Yone Production Co., Ltd. consistently strives to create new images using the special techniques of micro-mirror time-lapse photography. The company’s equipment allows for ample trial and error along with the team’s groundbreaking ingenuity. Unique, tried and tested ways of using microscopes have been taught by previous researchers since the company was founded.
For example, in order to keep cells viable for extended periods of time, the areas around microscope stages are processed to maintain certain temperatures and humidity levels – achieved by pumping in CO2. The team has employed special petri dishes, made boxes from materials purchased at DIY stores, and procured parts from electronics stores. Subsequently, various manufacturers put their ideas into practical use and these were later commercialized as devices such as chambers for microscopes*1. It can be said that such advanced equipment was created based on their unique needs.
A recent example is the use of condensers as a light source.
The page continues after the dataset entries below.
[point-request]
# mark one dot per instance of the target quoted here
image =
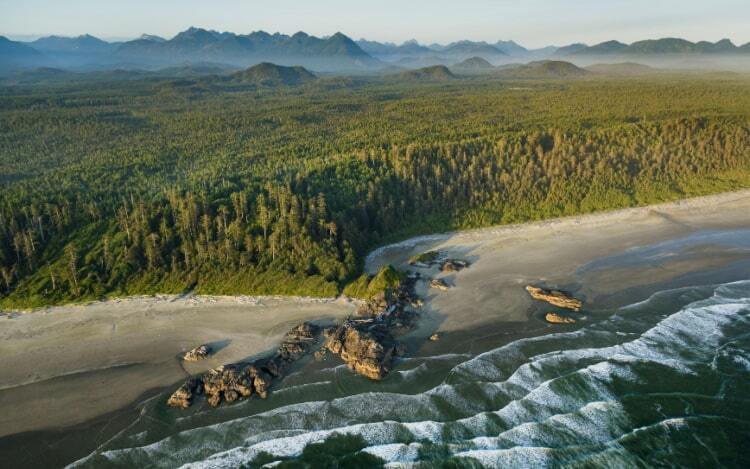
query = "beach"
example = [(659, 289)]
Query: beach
[(64, 366), (591, 255)]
For shooting subjects with a certain thickness, an upright microscope*2 is customized to use the condenser of an inverted microscope*3, or the light source is moved as far as possible to one side.
Mr. Hiromi Fujimoto, Technical Director/MicroCinematographer of the filming department, remarks, “I have used various microscopes, but Nikon microscopes work without the stage rattling or going out of focus. You can take any kind of image you want.” Many Nikon microscopes, including the ECLIPSE TE2000, are located in the research and shooting departments. Some of the microscopes are more than 50 years old and still in use.
These are true specialists who work to uncover the secrets of cells and bacteria using unique methods, visualizing them and contributing to the ongoing development of medical and life sciences. It is a great honor for Nikon’s microscopes to proudly play a part in their achievements.
- *1Microscope chambers are devices to keep the temperature and humidity levels on the stage constant and enable the cultivation and observation of cells.
- *2An upright microscope is a microscope that has an objective lens above the sample to be observed. The condenser (light source) is located on the lower side of the stage.
- *3An inverted microscope is a microscope that has an objective lens located under the sample to be observed. The condenser (light source) is located on the upper side of the stage.